|Mario Monti is among the possible candidates to succeed Silvio Berlusconi when he steps down [REUTERS]|
A former European Union bureaucrat and respected economist has emerged as the frontrunner to become Italy’s next prime minister, as Italy’s cost of borrowing fell back on hopes that a new government to tackle the country’s debt crisis could soon be in place.
Mario Monti, who previously served on the European Commission, the European Union’s executive arm in Brussels, met Italian President Giorgio Napolitano on Thursday evening amid speculation that the 68-year-old is poised to replace the outgoing Silvio Berlusconi.
Monti was appointed a senator-for-life on Wednesday by Napolitano in a move widely interpreted as an endorsement.

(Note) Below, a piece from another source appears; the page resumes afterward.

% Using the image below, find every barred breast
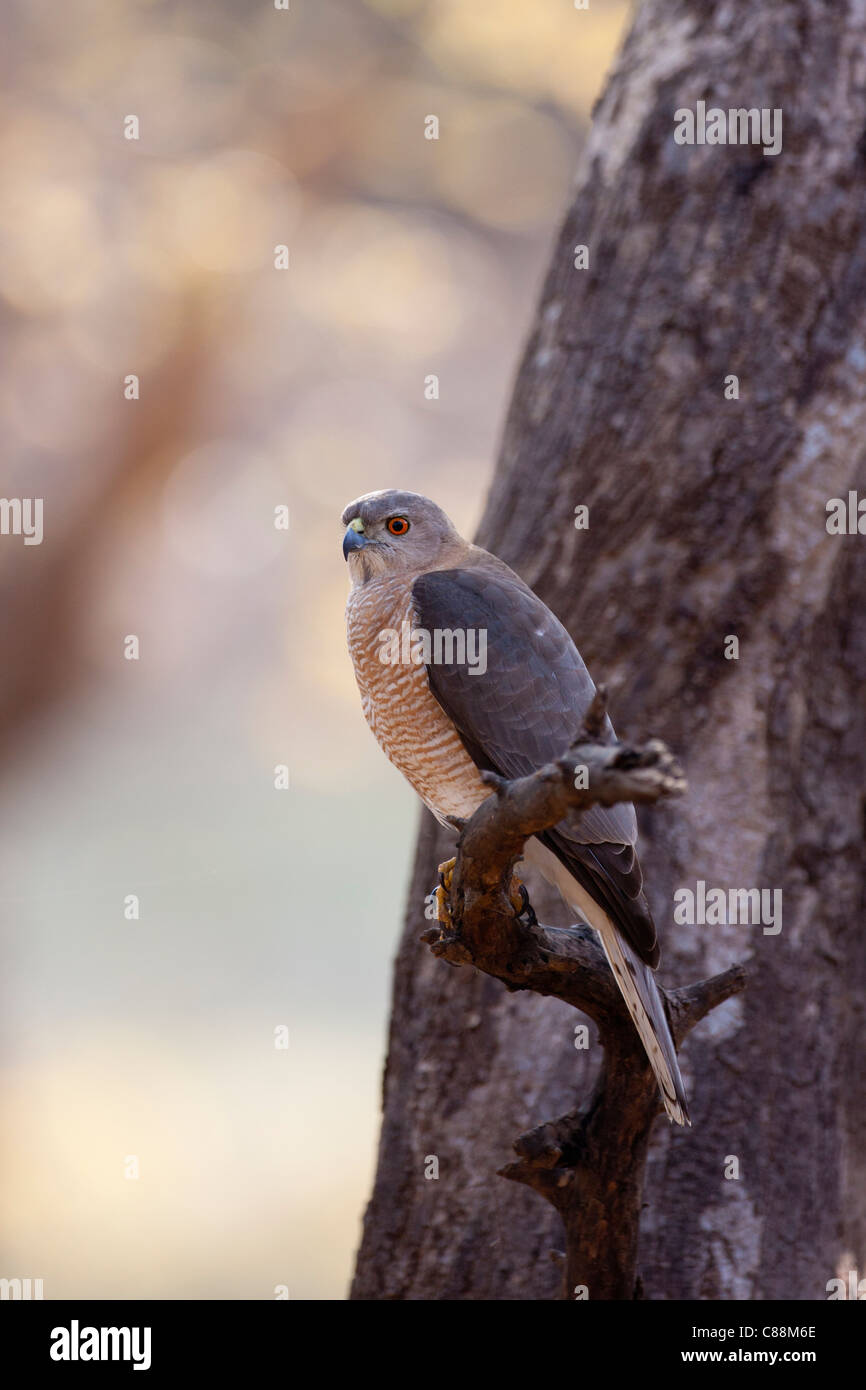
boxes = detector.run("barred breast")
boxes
[346,575,487,823]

Napolitano on Thursday asked him to stay in Rome over the weekend, Reuters reported.
Napolitano on Wednesday moved to ease concerns over Italian political instability by saying that a new government would be in place, and a new financial stability law adopted, “within the space of a few days”.
Monti’s likely appointment is not welcomed by all, however, with the far-right Northern League, Berlusconi’s former coalition ally, saying that it would not back a Monti-led government.

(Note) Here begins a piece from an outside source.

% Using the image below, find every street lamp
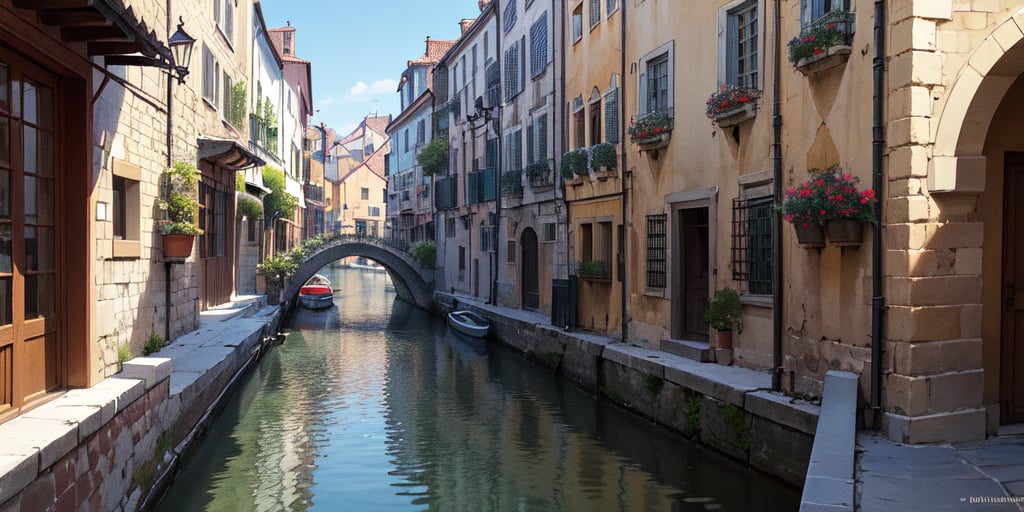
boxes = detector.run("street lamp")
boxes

Italy’s political and economic turmoil has spurred fears of a possible break-up of the eurozone with borrowing costs for Europe’s third biggest economy at unsustainable levels and the 17-nation currency bloc unable to afford a bailout.
Borrowing rates were better than expected on Thursday, however, as Italy sold $6.8bn in 12-month bonds at an interest rate of 6.1 per cent, with demand for bonds almost twice the amount on sale.
That was up sharply from 3.6 per cent in the last such auction last month, but well below analyst expectations of seven per cent – the level at which other eurozone countries such as Greece, Ireland and Portugal required bailouts.
There was speculation that the European Central Bank was back in the markets on Thursday trying to get Italy’s borrowing rates down.
The ECB has been buying up Italian and Spanish bonds in the secondary markets in recent days in an effrot to help keep borrowing rates from becoming unsustainable, but the bank did not comment.
Berlusconi pledged to step down earlier this week after the collapse of his governing majority, but has said he wants parliament to pass key economic reforms to tackle the debt crisis first.
But while moves towards appointing a new government appeared to ease market fears on Thursday, Luca Mezzomo, an analyst, said that a “sharp deterioration” in the country’s economic activity posed a greater threat to the nation’s future than the political crisis.
“I think that the political events remain key to the outlook for the country and for the government debt market,” said Mezzomo.
“Unfortunately, it is not the only issue now. We are also seeing a sharp deterioration in real economic activity with worsening of business confidence and declines in industrial output.”